Un percorso di collaborazione

Il giorno inizia lentamente a prendere a pugni la notte, mentre i raggi del sole cercano di abbagliare il buio e colorare di eternità questo rosario di cime intento a ridestarsi. «È una manifestazione capace di trasudare storia da ogni poro, leggendaria. Chi pratica questa disciplina spera di riuscire a domare il tracciato, perlomeno, in un’occasione. Un sogno che si realizza, insomma». Quei gradini intagliati (con precisione svizzera) fra due ali di folla. Corni, e tromboni. L’inferno si dissolve in lontananza, offuscato dal paradiso. «Nella zona è una ricorrenza quasi sacra.
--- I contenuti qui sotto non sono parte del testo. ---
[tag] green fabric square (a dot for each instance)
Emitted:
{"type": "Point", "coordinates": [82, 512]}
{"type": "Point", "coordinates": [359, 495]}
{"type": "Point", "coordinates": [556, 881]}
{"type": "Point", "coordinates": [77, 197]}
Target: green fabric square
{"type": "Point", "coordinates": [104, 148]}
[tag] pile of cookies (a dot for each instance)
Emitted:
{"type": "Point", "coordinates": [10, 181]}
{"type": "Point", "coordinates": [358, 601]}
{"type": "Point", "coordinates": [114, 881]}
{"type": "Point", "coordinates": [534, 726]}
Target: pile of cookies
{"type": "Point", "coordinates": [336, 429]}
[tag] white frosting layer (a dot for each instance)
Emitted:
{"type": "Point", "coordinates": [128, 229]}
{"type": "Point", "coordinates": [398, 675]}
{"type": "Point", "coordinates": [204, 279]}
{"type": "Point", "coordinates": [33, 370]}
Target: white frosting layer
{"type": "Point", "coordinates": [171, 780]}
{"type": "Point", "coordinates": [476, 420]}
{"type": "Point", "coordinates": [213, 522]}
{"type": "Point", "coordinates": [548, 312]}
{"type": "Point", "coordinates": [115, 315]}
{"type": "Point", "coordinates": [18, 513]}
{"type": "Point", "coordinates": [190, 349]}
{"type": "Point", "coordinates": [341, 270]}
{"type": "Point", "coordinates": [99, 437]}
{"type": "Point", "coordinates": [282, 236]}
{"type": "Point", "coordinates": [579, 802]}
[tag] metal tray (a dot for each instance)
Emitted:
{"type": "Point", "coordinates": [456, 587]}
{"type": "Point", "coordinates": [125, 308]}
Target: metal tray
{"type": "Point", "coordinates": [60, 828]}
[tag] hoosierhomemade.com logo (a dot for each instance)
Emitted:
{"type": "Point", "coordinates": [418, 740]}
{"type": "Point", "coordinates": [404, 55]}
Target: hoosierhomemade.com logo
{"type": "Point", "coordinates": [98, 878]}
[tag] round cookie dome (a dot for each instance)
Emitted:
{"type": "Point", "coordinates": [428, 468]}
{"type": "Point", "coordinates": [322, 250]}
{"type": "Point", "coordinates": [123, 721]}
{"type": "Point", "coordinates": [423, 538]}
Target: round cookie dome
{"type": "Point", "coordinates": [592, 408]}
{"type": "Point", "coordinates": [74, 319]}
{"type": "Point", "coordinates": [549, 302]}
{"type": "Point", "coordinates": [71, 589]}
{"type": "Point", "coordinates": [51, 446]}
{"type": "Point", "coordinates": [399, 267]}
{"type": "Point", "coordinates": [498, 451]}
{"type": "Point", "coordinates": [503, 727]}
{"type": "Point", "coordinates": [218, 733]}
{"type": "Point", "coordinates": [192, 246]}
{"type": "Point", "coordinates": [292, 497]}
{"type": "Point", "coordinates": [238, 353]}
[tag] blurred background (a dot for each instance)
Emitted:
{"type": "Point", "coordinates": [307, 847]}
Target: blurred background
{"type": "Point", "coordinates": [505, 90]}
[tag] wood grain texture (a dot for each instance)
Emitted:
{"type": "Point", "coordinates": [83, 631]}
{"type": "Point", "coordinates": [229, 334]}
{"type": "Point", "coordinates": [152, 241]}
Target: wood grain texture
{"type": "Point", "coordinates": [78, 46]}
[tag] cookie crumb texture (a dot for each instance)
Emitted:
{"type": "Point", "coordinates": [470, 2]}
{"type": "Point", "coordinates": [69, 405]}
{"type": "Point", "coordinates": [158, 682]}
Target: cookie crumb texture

Quando conquisti la Rosablanche, percepisci un’emozione difficilmente ripetibile: circondata da innumerevoli persone che mangiano la raclette – e che offrono a ogni passante – oppure la fondue muniti di caquelon a gas». Un’esperienza da pelle d’oca... Non bisogna però dimenticare l’incantevole panorama «lungo tutto il percorso, condizioni atmosferiche permettendo». Lisa, Paola e Rachele sono tre donne. E, pure, ticinesi. Un onore, «fonte d’orgoglio. Qualche pensiero comincia lentamente a ‘balenare’ nella testa, ma sono delle preoccupazioni sane. Che riportano alla nuda e cruda realtà, la Patrouille non è assolutamente da prendere alla leggera. Il senso di responsabilità nei confronti delle compagne di squadra è parecchio. Nessuna intende pesare sulle altre, si cerca sempre di essere all’altezza della situazione». Il tratto più impegnativo, secondo Paola, sarà quello sino alla Tête Blanche in quanto, come Rachele, soffre particolarmente il freddo. Lisa, invece, regge di più le basse temperature «dunque conteremo su di lei», ridono. D’altronde le competizioni di resistenza sono anzitutto una questione di collaborazione. Ogni componente spicca in determinati punti, «a seconda delle sue caratteristiche. E, allenandosi tutte insieme, questo affiatamento è qualcosa di sempre più cristallizzato». Non mancano comunque momenti di sconforto, «in cui si è propense a cedere alla fatica. La condizione atletica è dunque scalzata dalla forza mentale. Di volontà». Una capacità di cui non difettano Lisa, Paola e Rachele. Tre donne cocciute, determinate. Il sostegno reciproco «è imprescindibile! La Patrouille des Glaciers accomuna tutta la vita, anche quando la fune non c’è più».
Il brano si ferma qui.